Dopo tanti sacrifici, preparativi ed attese, non sempre i genitori riuscivano a trovare un marito da “affibbiare” alla propria figlia, per cui cominciavano altri guai seri, soprattutto per la ragazzina che fin dall’età di dodici anni era costretta ad abbandonare i giochi tipici quali “la campàna” , “i petrùhr1i” o la bambola di pezza per assumere prematuramente il ruolo di donna da marito. In tal modo una fase molto importante della vita di un’adolescente veniva saltata a pie’ pari. E non è detto che i giovanissimi sposi poi riuscivano ad avere un tenore di vita migliore rispetto a quello della famiglia d’origine; anzi molto spesso la vita grama fatta di molte rinunce e di pochissime gioie, portavano l’uomo (più raramente la donna), frustrato ed insoddisfatto, a cercare rifugio nell’alcool. Anche in questo caso la donna era quella che aveva la peggio: oltre alla povertà era costretta a subire le ire di un marito spesso ubriaco, violento e manesco.
Passiamo ora a considerare la condizione non facile di una giovanetta che, giunta all’età di quindici-sedici anni era ancora nubile. Senza prendere alla lettera il nostro proverbio secondo cui la morte era preferibile allo stato di zitellaggio, si possono facilmente intuire i pettegolezzi delle comari, le dicerie, le pressioni psicologiche a cui la ragazza veniva sottoposta; nonché i sotterfugi, i patti, le intese dei parenti più stretti al fine di poter “conchiudere” il più presto possibile il matrimonio, punto di arrivo molto più importante per i genitori che per la sposa-bambina.
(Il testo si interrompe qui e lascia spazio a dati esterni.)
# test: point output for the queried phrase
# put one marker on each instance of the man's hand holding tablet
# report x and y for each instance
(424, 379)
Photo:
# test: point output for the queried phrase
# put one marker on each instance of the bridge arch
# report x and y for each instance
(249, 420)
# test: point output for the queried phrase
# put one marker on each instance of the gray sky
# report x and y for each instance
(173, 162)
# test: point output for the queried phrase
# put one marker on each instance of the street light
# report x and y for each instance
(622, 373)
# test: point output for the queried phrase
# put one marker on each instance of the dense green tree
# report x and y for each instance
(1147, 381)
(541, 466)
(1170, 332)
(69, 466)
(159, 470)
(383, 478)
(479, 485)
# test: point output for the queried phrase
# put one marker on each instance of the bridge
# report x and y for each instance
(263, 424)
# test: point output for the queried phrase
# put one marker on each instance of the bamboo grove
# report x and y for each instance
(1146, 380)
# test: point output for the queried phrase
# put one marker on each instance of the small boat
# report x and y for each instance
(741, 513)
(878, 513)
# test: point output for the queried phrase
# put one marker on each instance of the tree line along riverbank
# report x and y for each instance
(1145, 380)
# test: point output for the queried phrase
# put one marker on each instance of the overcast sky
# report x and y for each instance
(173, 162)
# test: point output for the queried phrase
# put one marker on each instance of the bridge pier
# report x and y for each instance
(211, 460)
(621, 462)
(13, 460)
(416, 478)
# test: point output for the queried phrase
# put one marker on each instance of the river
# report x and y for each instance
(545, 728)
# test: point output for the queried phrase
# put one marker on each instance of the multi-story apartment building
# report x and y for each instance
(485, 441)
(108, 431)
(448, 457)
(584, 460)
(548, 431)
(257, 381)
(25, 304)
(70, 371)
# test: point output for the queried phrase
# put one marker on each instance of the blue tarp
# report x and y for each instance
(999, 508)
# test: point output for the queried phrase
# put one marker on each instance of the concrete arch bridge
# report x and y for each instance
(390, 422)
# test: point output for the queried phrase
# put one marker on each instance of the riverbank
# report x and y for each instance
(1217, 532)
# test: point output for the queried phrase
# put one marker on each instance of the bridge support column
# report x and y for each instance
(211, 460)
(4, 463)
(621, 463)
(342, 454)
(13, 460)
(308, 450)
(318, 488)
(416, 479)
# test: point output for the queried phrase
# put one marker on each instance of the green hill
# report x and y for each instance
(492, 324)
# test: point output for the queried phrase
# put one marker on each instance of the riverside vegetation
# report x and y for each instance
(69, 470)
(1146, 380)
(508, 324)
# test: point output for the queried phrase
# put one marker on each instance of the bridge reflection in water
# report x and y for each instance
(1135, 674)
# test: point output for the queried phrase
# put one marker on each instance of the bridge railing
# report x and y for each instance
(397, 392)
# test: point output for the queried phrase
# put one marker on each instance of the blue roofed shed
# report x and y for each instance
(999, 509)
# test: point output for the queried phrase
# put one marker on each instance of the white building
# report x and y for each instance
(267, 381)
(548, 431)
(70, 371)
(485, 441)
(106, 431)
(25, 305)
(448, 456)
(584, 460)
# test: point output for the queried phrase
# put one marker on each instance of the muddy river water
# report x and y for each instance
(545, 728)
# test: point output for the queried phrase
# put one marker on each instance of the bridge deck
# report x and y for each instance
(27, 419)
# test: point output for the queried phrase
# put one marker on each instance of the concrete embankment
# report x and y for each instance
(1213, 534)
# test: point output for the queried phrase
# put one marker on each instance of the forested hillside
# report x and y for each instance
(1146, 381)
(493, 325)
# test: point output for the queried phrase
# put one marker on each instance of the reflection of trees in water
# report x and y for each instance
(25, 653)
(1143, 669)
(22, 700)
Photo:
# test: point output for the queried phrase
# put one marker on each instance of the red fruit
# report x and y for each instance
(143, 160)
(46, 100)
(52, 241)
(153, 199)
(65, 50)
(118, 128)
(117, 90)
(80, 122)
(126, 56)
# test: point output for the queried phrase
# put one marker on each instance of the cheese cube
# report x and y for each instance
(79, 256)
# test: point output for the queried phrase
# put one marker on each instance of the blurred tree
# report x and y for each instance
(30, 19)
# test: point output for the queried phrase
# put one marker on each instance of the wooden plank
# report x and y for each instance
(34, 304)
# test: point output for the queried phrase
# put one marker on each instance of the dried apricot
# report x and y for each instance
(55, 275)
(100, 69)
A questo punto viene spontaneo chiederci il perché di tanta fretta. Il motivo economico giocava senz’altro un ruolo importante nella faccenda (una bocca in meno da sfamare), ma il motivo più pressante era uno solo: la paura che la ragazza, circuita da qualche malintenzionato, potesse essere causa di disonore per tutta la famiglia. In casi simili l’onore era da difendere e la “vergogna” doveva essere lavata, a volte col sangue del giovine colpevole, a volte -in casi estremi- con il sacrificio della giovinetta la cui presenza era ritenuta ormai insopportabile in una famiglia “onorata”. Inoltre c’è da considerare l’atteggiamento prepotente e sfrontato di qualche signorotto locale che approfittava di ogni occasione favorevole per procurarsi un’avventura, o, a seconda dei casi, una tresca più o meno duratura con un’amante giovane. Erano questi i pericoli a cui la ragazza poteva andare incontro e che si cercava di evitare, accasandola il più presto possibile.